The fundamental principles of the Declaration are:

  • The free and open use of digital resources about biodiversity and associated access services; 
  • Licenses or waivers that grant or allow all users a free, irrevocable, world-wide, right to copy, use, distribute, transmit and display the work publicly as well as to build on the work and to make derivative works, subject to proper attribution consistent with community practices, while recognizing that providers may develop commercial products with more restrictive licensing. 

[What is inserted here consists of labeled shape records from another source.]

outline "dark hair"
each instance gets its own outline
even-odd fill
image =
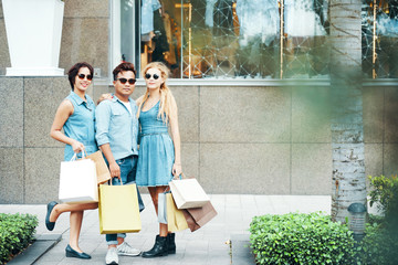
[[[67,72],[67,78],[70,81],[70,84],[72,86],[72,91],[74,89],[74,83],[76,80],[76,75],[80,71],[80,68],[82,67],[87,67],[90,70],[90,74],[94,75],[94,68],[93,66],[91,66],[91,64],[86,63],[86,62],[82,62],[82,63],[76,63],[75,65],[73,65],[70,71]]]
[[[136,76],[136,74],[137,74],[136,70],[134,68],[134,64],[132,64],[129,62],[123,62],[119,65],[117,65],[113,72],[114,81],[117,80],[118,73],[126,72],[126,71],[132,71],[134,73],[134,76]]]

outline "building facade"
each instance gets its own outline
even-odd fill
[[[364,1],[362,12],[365,162],[366,174],[390,176],[398,169],[398,7],[376,2]],[[327,0],[64,4],[59,66],[91,63],[94,100],[113,92],[111,72],[122,60],[169,65],[182,169],[208,193],[331,194]],[[63,145],[49,132],[70,86],[66,76],[7,75],[2,11],[0,203],[44,203],[57,197]],[[143,93],[140,80],[133,97]]]

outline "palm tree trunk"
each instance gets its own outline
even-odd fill
[[[366,203],[362,98],[362,0],[332,0],[332,219],[345,222],[347,208]]]

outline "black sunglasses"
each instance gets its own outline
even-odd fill
[[[84,80],[85,77],[87,77],[87,80],[93,80],[92,75],[78,74],[77,76],[80,80]]]
[[[135,82],[136,82],[136,80],[134,80],[134,78],[129,78],[129,80],[127,80],[127,78],[117,78],[122,84],[126,84],[126,82],[128,81],[128,84],[130,84],[130,85],[134,85],[135,84]]]
[[[160,77],[160,76],[158,76],[157,74],[154,74],[154,75],[145,74],[145,78],[146,78],[146,80],[149,80],[149,78],[153,77],[153,76],[154,76],[154,80],[157,80],[157,78]]]

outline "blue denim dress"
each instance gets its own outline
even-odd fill
[[[142,126],[136,183],[142,187],[168,186],[172,179],[174,144],[167,125],[157,117],[159,102],[149,110],[140,112]]]
[[[87,155],[91,155],[98,150],[95,141],[95,105],[88,95],[85,97],[87,102],[84,102],[77,94],[71,92],[65,98],[72,103],[74,110],[66,119],[63,130],[65,136],[82,142]],[[66,145],[64,160],[71,160],[73,155],[72,146]],[[82,153],[78,153],[77,157],[81,158]]]

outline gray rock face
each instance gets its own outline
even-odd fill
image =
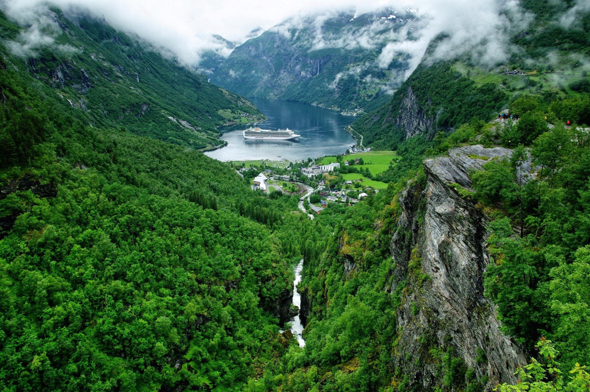
[[[431,104],[429,100],[429,107]],[[421,107],[411,87],[408,87],[399,114],[395,119],[395,127],[405,134],[405,139],[422,134],[427,140],[431,140],[435,133],[434,118],[427,114],[428,108]]]
[[[526,364],[525,353],[502,332],[494,305],[483,295],[484,273],[490,262],[488,219],[448,186],[468,187],[470,170],[486,162],[467,154],[491,159],[510,152],[481,146],[453,149],[449,157],[425,162],[425,188],[414,185],[400,199],[401,214],[391,243],[396,266],[391,288],[404,280],[407,285],[396,312],[399,344],[394,365],[418,389],[440,386],[440,359],[432,355],[433,347],[442,351],[452,347],[453,355],[474,369],[479,379],[488,378],[488,390],[497,383],[516,381],[516,367]]]
[[[443,182],[457,183],[470,189],[471,180],[468,176],[471,171],[481,170],[481,166],[486,162],[512,154],[512,150],[503,147],[486,149],[481,144],[463,146],[451,149],[448,157],[425,160],[424,166],[433,176]],[[483,159],[484,157],[487,159]]]

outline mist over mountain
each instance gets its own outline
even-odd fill
[[[590,3],[414,2],[0,0],[0,390],[588,392]]]
[[[382,50],[415,39],[424,26],[409,9],[290,19],[234,49],[211,81],[246,96],[358,113],[388,99],[409,67],[407,54]]]

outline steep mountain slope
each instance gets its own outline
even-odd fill
[[[522,5],[534,19],[517,28],[504,49],[509,62],[481,64],[468,51],[451,60],[437,60],[437,46],[445,39],[437,37],[391,101],[353,124],[365,143],[395,149],[416,135],[431,140],[438,131],[451,131],[473,117],[489,121],[523,94],[549,104],[590,93],[585,44],[590,12],[575,2]]]
[[[409,9],[289,19],[237,47],[211,82],[247,97],[366,111],[389,99],[408,66],[403,55],[381,64],[382,50],[421,27]]]
[[[298,197],[253,192],[193,149],[91,127],[4,57],[0,388],[245,387],[289,344]]]
[[[422,64],[402,84],[391,101],[359,118],[352,126],[363,143],[396,149],[401,142],[422,135],[432,140],[439,130],[450,130],[473,117],[490,120],[506,105],[507,95],[496,85],[477,87],[440,62]]]
[[[207,83],[100,21],[58,10],[20,28],[0,15],[7,67],[27,70],[48,94],[81,111],[93,126],[205,149],[218,126],[263,116],[249,101]],[[40,35],[42,39],[35,37]]]

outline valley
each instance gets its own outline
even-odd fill
[[[0,5],[0,389],[588,391],[588,8],[378,2]]]

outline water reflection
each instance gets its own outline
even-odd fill
[[[205,154],[222,161],[264,159],[294,161],[340,154],[355,143],[344,130],[344,127],[356,118],[353,116],[299,102],[261,98],[251,100],[267,117],[257,126],[264,129],[289,128],[301,137],[295,140],[244,139],[242,130],[249,126],[224,127],[220,129],[224,133],[221,139],[228,145]]]

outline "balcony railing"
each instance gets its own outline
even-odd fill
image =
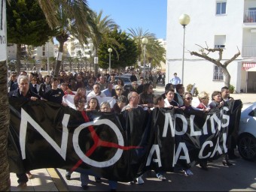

  • Policy developments that will foster free and open access to biodiversity data; 
  • Tracking the use of identifiers in links and citations to ensure that sources and suppliers of data are assigned credit for their contributions; 
  • An agreed infrastructure, standards and protocols to improve access to and use of open data; 
  • Registers for content and services to allow discovery, access and use of open data; 
  • Persistent identifiers for data objects and physical objects such as specimens, images and taxonomic treatments with standard mechanisms to take users directly to content and data; 
  • Linking data using agreed vocabularies, both within and beyond biodiversity, that enable participation in the Linked Open Data Cloud; 
  • Dialogue to refine the concept, priorities and technical requirements of Open Biodiversity Knowledge Management; 
  • A sustainable Open Biodiversity Knowledge Management that is attentive to scientific, sociological, legal, and financial aspects.